Hey everyone, it’s me, Dave, welcome to my recipe page. Today, I will show you a way to prepare a distinctive dish, sauteed sugar snap peas. It is one of my favorites. This time, I’m gonna make it a little bit unique. This is gonna smell and look delicious.
Heat the olive oil in a large saute pan over medium-high heat. Sauteed sugar snap peas with soy sauce and sesame oil is a simple, easy to make and very tasty side dish. A nice variation on eating them raw!
Sauteed Sugar Snap Peas is one of the most well liked of recent trending meals on earth. It’s enjoyed by millions every day. It’s simple, it is fast, it tastes yummy. They’re nice and they look fantastic. Sauteed Sugar Snap Peas is something that I have loved my whole life.
To begin with this particular recipe, we have to prepare a few components. You can cook sauteed sugar snap peas using 5 ingredients and 6 steps. Here is how you cook it.
The ingredients needed to make Sauteed Sugar Snap Peas:
- Take 300 grams of Sugar Snap Peas
- Get 1 Salt
- Make ready 1 Black Pepper
- Make ready 2 tbsp of Cooking Oil
- Make ready 3 clove of Garlic, crushed
This sugar snap peas recipe is my go-to side dish recipe when I don't have a lot of time for preparing a healthy side dish. And, while I still like to enjoy them every now and again, on a regular basis, I prefer healthier and more nutritious side dishes, like this sautéed sugar snap peas recipe. String peas by beginning at tip and pulling it down. If peas are very young, you can omit this step.
Instructions to make Sauteed Sugar Snap Peas:
- Wash and clean The Sugar Snap Peas.
- Heat the oil in a Frying Pan ( I used Teflon).
- Put the garlic in the pan and sauteed it until it smells good.
- Put in the Sugar Snap Peas and add salt and Black Pepper.

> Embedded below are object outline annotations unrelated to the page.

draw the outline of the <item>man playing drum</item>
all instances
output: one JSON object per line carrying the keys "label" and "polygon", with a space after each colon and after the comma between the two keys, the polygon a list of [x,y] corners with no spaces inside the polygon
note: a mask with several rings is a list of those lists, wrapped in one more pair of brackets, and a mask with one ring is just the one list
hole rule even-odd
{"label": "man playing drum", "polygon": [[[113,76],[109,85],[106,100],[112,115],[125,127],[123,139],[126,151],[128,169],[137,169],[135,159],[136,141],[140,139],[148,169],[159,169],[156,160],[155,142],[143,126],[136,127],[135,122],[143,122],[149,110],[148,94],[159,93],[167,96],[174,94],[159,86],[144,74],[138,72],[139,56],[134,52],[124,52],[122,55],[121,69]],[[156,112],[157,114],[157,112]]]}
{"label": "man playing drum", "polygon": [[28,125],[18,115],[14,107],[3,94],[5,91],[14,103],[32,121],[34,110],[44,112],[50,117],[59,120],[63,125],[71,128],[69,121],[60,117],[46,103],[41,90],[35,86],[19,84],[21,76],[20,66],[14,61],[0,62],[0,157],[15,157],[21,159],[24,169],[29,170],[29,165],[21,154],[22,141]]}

- Saute for around 1 to 2 minutes.
- Serve.
Cut off stem ends and leave whole. Sauteed Sugar Snap Peas with Chile, Lemon, and Mint. Mint adds a fresh finish to this side dish, but fresh chopped thyme or oregano leaves will also pair well with the snap peas. Sugar snap peas sautéed with minced garlic, salt, and pepper. What's the secret to tender pods that retain their namesake snap?